Los personajes de Elkin son un incordio, diablillos que se cuelan por las rendijas de la normalidad para reírse de los convencionalismos y de las buenas intenciones. En Poética para acosadores, el titulo que da nombre al libro, un niño -y qué manera la de su autor de dibujar, a un mismo tiempo, la riqueza y la puerilidad de una imaginación infantil- que se dedica a hostigar a sus compañeros descubre al trabar contacto con el nuevo alumno de la escuela una forma de reafirmarse en su rol. De subrayarlo, si cabe, todavía más. Como si, en lugar de cambiar para aceptar otra manera de ver las cosas, solo se pudiese tirar adelante con la convicción más suicida. Hasta la destrucción. O la nada. Quizá por ello, uno de los mejores relatos de la colección sea Cuidado con Ed Wolfe. En él, Elkin concibe a su protagonista como un amasijo de frases amenazantes y pensamientos dignos del capitalismo más ramplón; o sea, el que cimentó el éxito a corto plazo. Pero a medida que avanza el relato intuimos la tragicomedia de un pobre desgraciado que no sabe qué más puede hacer para deshacerse de todo aquello que le ha abocado a la ruina moral. Cayendo, por el camino, en la ruina total. Hay algo de Kafkiano, de ineluctable en la forma de contar las cosas de su autor. De plantear las quimeras de individuos atrapados en un sistema moral que no hacen más que llevarlo al límite. Hasta que no dé más de sí.

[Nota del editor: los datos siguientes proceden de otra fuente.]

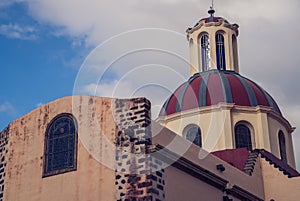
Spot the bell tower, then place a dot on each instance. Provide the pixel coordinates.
(213, 44)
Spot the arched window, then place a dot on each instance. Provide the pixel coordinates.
(193, 134)
(60, 154)
(235, 51)
(205, 52)
(243, 137)
(282, 146)
(220, 52)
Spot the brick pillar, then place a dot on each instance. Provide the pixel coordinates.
(3, 158)
(138, 175)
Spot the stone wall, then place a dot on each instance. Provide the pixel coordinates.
(3, 152)
(139, 176)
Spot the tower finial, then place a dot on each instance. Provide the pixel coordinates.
(211, 11)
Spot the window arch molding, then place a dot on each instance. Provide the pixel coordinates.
(220, 50)
(60, 145)
(244, 135)
(192, 133)
(204, 51)
(282, 146)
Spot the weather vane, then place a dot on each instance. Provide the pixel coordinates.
(211, 10)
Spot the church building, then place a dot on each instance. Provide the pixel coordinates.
(219, 137)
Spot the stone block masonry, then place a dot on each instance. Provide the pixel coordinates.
(3, 159)
(139, 176)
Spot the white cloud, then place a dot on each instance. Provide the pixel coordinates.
(16, 31)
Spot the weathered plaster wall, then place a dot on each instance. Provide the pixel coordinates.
(277, 185)
(91, 181)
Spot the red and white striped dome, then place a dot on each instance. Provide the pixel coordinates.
(213, 87)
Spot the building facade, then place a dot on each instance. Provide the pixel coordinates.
(220, 136)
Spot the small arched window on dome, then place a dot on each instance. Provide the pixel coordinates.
(235, 52)
(243, 137)
(282, 146)
(60, 153)
(193, 134)
(220, 52)
(205, 52)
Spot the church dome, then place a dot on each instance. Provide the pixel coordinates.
(213, 87)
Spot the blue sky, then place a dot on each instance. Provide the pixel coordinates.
(44, 43)
(37, 65)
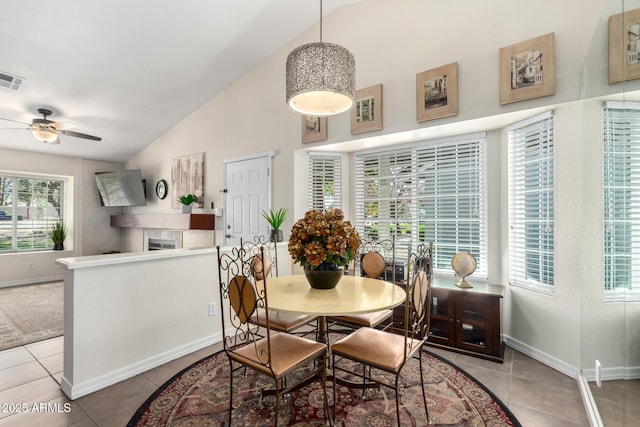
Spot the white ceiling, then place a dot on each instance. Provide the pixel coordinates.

En esa realidad de la sociedad, dividida entre llorones y metomentodos, patanes y chiflados, Elkin lleva a cabo un sumario de nuestras incapacidades: la principal de todas, cómo llegar a ser uno mismo. Siempre habrá un Perlmutter enajenado tras años de peregrinaje por culturas aborígenes, que al aterrizar en la gran ciudad se plantea realizar un estudio de la vida moderna por si acaso le ayuda a descubrir el sentido de las cosas. O un Bertie que nos invite a ver la realidad con un parche en el ojo. En todo caso, uno atiende a la obra de Stanley Elkin con la fascinación por sus repugnantes, amén de tiernas, criaturas, y por el talentoso juego de estilos y voces que planea en cada relato; tour de force para cualquier traductor que nos zarandea de una página a la otra mientras se dedica a hacer recuento de miserias y flaquezas.

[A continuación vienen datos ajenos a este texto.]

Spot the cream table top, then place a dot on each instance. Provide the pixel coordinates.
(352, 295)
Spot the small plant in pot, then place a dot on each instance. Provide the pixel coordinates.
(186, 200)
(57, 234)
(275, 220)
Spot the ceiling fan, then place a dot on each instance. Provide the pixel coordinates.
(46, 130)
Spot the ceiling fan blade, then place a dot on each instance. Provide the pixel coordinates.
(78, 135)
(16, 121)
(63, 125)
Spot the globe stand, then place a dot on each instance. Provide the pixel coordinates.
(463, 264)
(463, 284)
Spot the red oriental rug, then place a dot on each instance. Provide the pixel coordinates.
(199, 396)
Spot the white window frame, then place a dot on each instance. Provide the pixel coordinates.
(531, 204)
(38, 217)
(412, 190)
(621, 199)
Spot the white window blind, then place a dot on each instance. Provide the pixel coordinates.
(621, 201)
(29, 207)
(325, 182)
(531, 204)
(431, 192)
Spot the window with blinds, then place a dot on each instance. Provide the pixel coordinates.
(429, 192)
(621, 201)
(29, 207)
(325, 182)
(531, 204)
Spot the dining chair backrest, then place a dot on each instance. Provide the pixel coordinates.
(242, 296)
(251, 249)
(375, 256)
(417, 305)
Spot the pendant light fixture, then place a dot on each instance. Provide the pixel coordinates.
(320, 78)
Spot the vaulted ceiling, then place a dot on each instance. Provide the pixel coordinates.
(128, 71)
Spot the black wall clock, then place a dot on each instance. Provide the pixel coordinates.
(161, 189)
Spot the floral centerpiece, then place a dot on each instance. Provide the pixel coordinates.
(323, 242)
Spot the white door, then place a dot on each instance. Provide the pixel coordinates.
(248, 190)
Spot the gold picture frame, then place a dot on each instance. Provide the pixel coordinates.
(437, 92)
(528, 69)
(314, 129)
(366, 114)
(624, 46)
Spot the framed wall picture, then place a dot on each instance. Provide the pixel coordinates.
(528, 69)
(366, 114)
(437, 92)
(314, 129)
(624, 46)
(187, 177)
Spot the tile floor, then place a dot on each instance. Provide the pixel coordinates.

Podría decirse que Poética para acosadores describe la realidad que odiamos habitar, el colapso producido por un exceso de normas y un defecto de forma, cada vez que la naturaleza humana se topa con los diques que ella misma se ha construido para conducirse por la vida. Precisamente, como cuando decimos que las cosas son así, sin darle más importancia al asunto. Es posible que sin la cultura yiddish de trasfondo, el sentido de la tragedia de Elkin perdiese algo de fuelle, algo de mordiente. Leer sus relatos provoca carcajadas, tantas como estremecimientos, cuando advertimos tras el fino estilista al filósofo moral preocupado por lo difícil que es llegar a ser uno mismo. He aquí un maravilloso catálogo de esas dificultades.